Early on Sunday, nations taking part in the COP27 climate summit reached an agreement to set up a fund to benefit poorer countries which were being damaged by climate-fueled disasters. However the deal is just an agreement to set up a fund. All decisions of who will pay into the fund, and how much will need to be paid, have been pushed off, to be resolved at the next meeting, the COP28 in November of 2023.
Following tense negotiations running through the night, a draft text for an agreement was released by the Egyptian presidency of the COP27 meeting, which immediately called a plenary session which certified it as the final agreement of the UN summit.
In the session, the agreement was approved, setting up a “loss and damage” fund which would repay developing countries, helping them to alleviate the immediate costs of climate-fueled events, such as storms and floods.

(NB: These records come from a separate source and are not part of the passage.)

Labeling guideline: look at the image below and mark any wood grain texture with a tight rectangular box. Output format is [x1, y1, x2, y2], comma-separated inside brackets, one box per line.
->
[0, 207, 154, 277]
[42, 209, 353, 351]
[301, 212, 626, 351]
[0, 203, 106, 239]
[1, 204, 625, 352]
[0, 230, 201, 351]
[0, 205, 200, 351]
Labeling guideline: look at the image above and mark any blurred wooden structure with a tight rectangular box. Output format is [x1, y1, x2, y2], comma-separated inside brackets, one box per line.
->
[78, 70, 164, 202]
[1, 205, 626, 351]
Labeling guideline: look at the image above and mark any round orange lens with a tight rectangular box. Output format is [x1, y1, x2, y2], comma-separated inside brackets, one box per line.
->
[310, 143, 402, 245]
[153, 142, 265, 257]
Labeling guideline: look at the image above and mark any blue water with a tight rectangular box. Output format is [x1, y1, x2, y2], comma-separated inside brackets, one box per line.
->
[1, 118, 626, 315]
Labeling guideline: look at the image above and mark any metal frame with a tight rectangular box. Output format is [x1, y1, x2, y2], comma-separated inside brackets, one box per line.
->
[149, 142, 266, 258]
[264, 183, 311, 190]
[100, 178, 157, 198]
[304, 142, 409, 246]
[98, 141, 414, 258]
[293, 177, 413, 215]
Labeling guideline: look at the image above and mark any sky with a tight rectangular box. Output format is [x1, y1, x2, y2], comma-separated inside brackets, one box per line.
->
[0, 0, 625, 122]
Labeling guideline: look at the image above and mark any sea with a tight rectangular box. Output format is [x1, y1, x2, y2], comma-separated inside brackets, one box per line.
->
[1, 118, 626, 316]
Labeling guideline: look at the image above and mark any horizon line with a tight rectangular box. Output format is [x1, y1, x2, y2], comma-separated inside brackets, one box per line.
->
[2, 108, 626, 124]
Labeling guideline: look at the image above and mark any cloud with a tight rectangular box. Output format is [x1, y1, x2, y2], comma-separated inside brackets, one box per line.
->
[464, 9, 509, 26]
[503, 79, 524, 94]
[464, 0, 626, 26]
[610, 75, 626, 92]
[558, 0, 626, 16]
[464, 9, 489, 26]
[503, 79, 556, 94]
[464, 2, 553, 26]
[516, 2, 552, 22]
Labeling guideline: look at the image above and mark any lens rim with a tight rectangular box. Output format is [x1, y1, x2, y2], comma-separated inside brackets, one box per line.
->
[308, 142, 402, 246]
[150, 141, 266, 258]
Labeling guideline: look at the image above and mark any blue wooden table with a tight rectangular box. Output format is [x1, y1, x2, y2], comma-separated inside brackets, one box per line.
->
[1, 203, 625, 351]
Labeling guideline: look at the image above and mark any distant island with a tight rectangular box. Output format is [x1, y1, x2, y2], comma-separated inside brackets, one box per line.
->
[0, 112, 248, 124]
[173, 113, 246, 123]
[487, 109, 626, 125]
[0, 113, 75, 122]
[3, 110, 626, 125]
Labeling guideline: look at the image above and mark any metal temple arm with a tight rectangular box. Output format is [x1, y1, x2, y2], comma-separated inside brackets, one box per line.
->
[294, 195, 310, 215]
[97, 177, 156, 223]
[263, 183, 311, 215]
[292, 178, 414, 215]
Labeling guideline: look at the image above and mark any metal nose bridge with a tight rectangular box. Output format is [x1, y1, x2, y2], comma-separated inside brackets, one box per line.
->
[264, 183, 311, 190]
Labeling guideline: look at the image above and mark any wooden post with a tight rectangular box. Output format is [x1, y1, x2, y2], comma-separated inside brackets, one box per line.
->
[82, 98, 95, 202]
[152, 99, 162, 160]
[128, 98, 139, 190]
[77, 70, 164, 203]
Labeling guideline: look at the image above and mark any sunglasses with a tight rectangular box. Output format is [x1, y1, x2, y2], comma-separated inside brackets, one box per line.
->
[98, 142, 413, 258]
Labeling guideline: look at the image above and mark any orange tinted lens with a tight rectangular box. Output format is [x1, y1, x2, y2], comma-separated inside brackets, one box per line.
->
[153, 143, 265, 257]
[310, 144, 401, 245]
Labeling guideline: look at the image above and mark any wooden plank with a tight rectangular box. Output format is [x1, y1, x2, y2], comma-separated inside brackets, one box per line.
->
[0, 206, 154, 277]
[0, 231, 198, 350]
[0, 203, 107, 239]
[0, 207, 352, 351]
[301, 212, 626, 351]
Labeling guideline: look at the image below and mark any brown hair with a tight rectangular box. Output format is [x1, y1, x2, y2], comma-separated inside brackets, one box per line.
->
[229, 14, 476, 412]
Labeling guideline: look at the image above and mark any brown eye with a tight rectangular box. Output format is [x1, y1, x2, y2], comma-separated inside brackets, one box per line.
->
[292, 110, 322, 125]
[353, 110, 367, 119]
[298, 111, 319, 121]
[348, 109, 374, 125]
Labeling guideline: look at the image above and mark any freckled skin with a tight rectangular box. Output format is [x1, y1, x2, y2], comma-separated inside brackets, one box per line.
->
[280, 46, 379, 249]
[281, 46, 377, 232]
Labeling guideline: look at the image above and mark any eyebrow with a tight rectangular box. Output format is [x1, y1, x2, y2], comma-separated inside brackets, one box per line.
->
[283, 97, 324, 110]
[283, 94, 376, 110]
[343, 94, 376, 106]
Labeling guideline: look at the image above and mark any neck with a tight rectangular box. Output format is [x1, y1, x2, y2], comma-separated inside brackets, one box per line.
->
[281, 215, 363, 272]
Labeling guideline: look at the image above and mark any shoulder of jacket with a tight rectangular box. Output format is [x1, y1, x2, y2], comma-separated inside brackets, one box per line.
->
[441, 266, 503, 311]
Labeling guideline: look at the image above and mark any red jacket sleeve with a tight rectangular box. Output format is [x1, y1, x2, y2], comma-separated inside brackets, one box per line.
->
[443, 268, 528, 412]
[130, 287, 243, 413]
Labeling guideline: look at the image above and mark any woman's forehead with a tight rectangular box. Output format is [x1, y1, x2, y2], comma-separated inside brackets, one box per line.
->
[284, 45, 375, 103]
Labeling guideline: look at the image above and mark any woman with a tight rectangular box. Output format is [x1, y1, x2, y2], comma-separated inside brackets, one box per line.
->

The agreement did not lay out an organizational structure specifying how such funds would be raised however. Instead, it specified a “transitional committee” would generate recommendations, which member countries could then adopt in November 2023 at the COP28 summit.
Specifically, the recommendations will focus on “identifying and expanding sources of funding.” The contentious issue of who should pay what, could not be ironed out at this year’s summit, and will be resolved later.
The demands of developing countries for such a fund overwhelmed the two-week summit, and pushed the talks past the scheduled close of negotiations, which was supposed to occur Friday.
Immediately after the loss and damage fund was approved in the plenary session, Switzerland requested a 30 minute suspension, so it might have time to examine the text of the new deal. The Swiss especially wanted to focus on the language related to national efforts to cut global warming emissions, according to their delegate.
Negotiators reportedly were vexed such changes were being discussed this late in the process.
The document, which will serve as the overall agreement emerging from the summit, will still require approval from the almost 200 nations at the Egyptian climate summit.
In a conciliation to India and some other countries, the document will not contain any reference to phasing down the use of all fossil fuels, but rather will refer to a phase down of coal only, as was agreed to at last year’s summit.